Kerk geschiedenis (Ds Berkel)
Schoonebeek IV. Ds Berkel
De eerste jaren, toen de voormalige roomsche parochie een Hervormde (Gereformeerde) gemeente was, waren nog niet zo erg rooskleurig. Men kon zich blijkbaar nog niet dadelijk aan de verandering aanpassen. Tenminste op de provinciale synode van 1629 werd er geklaagd, dat overal de catechismus preeken zoo slecht bezocht werden en dat men in Havelte en Schoonebeek alleen maar des zomers catechismus preeken hield. Maar deze klacht heeft blijkbaar niet erg geholpen. In 1634 werden de dominees van Oosterhesselen, Dalen, Roswinkel en Schoonebeek beboet, omdat ze nalatig waren geweest en geen catechismus preeken hielden. Om zich te verontschuldigen, vertelden ze toen, dat het aantal hoorders zoo gering was, dat het, de moeite haast niet waard was.
Ook het onderwijs liet hier veel te wenschen over. In 1624 was er geen schoolmeester, noch koster. Men kon het tractement niet op brengen. En bovendien: men zag ook het nut van onderwijs en onderwijzend personeel niet in. Het is heel typisch, dat als argument werd aangevoerd tegen het aanstellen van een meester, dat er vroeger ook nooit een was geweest, en toen was het immers ook wel goed gegaan!
Als dan eindelijk er toch een onderwijzer komt, moet de arme man ondervinden, dat zijn komst niet er begeerd was. Hij klaagt er over dat hem van zijn gering inkomen nog onthouden werd de stuiver die de Schoonebeekers als pacht moesten geven voor elk "mudde land".
In 1630 vvaren hier dan ook nog pas 16 lidmaten, en als in 1672 de vijanden Schoonebeek binnenvielen en den kanselbijbel roofden, duurde het meer dan vijf jaar voordat de gemeente zoo goed bij kas was, om zich een anderen bijbel aan te schaffen. Of was het geen armoede, maar gemakzucht?
Het is wel zeer eigenaardig als men moet lezen, dat de kerk er in de 17e eeuw zoo vervallen uitzag en in een haveloozen toestand verkeerde, want in 1833 was er, dezelfde klacht, en wie op ‘t oogenblik ons oude kerkje aanziet, zal heusch geen beteren indruk krijgen.
Als er geen nieuwe tegenover stond zouden we ons er voor schamen, maar nu de nieuwe er is, wijze we graag op den "desolaten" toestand van het oude gebouw en zeggen we: zie je wel, hoe nodig het was om een nieuw te zetten.

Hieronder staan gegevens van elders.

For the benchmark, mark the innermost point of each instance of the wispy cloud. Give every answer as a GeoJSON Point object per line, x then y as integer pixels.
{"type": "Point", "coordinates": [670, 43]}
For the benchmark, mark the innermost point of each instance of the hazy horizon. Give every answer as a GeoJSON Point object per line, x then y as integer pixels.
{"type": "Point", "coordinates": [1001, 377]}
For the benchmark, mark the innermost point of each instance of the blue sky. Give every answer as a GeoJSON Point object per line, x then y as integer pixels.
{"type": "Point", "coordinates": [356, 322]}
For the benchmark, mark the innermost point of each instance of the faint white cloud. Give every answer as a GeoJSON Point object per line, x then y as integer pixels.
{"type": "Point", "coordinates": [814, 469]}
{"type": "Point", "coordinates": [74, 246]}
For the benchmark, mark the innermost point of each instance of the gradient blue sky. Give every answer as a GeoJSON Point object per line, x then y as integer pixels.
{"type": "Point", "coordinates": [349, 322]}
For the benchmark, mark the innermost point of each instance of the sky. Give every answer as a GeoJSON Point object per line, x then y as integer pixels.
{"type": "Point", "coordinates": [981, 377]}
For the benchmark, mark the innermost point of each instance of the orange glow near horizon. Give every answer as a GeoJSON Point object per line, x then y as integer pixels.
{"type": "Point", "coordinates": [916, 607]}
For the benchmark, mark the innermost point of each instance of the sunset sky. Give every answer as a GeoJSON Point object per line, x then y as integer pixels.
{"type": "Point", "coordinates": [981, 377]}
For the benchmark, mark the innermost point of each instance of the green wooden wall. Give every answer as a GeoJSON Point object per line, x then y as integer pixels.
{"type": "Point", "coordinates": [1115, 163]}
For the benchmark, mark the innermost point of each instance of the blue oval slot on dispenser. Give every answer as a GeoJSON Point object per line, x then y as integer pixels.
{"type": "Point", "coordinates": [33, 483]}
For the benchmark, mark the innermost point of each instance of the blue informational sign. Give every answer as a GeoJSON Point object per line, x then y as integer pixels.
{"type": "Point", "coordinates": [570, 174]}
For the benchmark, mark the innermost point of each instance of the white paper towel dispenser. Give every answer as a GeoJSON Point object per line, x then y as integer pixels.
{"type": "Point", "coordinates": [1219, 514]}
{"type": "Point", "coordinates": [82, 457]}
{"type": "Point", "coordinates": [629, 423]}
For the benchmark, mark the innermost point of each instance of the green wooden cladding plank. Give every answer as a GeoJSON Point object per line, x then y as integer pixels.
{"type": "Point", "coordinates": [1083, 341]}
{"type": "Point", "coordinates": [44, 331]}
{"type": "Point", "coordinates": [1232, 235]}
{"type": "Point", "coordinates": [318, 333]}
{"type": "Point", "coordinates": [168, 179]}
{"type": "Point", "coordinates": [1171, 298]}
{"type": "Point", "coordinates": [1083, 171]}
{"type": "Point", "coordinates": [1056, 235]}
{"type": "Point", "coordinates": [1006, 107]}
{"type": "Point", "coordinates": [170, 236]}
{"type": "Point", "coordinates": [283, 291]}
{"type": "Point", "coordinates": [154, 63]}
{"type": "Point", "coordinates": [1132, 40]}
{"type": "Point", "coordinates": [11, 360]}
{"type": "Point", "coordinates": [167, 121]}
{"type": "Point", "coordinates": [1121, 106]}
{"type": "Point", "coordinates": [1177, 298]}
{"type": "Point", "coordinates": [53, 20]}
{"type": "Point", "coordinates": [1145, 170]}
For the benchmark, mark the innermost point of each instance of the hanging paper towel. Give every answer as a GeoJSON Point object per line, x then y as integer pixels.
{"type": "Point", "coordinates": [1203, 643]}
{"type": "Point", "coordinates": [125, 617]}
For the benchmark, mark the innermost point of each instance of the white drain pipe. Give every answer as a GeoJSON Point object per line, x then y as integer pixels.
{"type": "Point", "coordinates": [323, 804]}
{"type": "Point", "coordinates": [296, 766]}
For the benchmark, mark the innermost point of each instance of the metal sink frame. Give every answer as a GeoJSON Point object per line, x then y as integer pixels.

In den tijd van Ds. Fleck werden de hoogtijdsbrooden en sterfbrooden afgekocht voor geld.
Vroeger moest van een doode elk jaar, en dat dertig jaar lang, een brood worden betaald, van een kind dat stierf vijftien jaar lang. Misschien is dit een roomsch overblijfsel, dat er vroeger dan een mis voor gelezen werd. Bij elk brood hoorde een pond boter. Bij een huwelijk werden door de getrouwden jaarlijks vijf brooden opgebracht, terwijl bij elk hoogtijdsbrood zeven "hoendereyeren" hoorden.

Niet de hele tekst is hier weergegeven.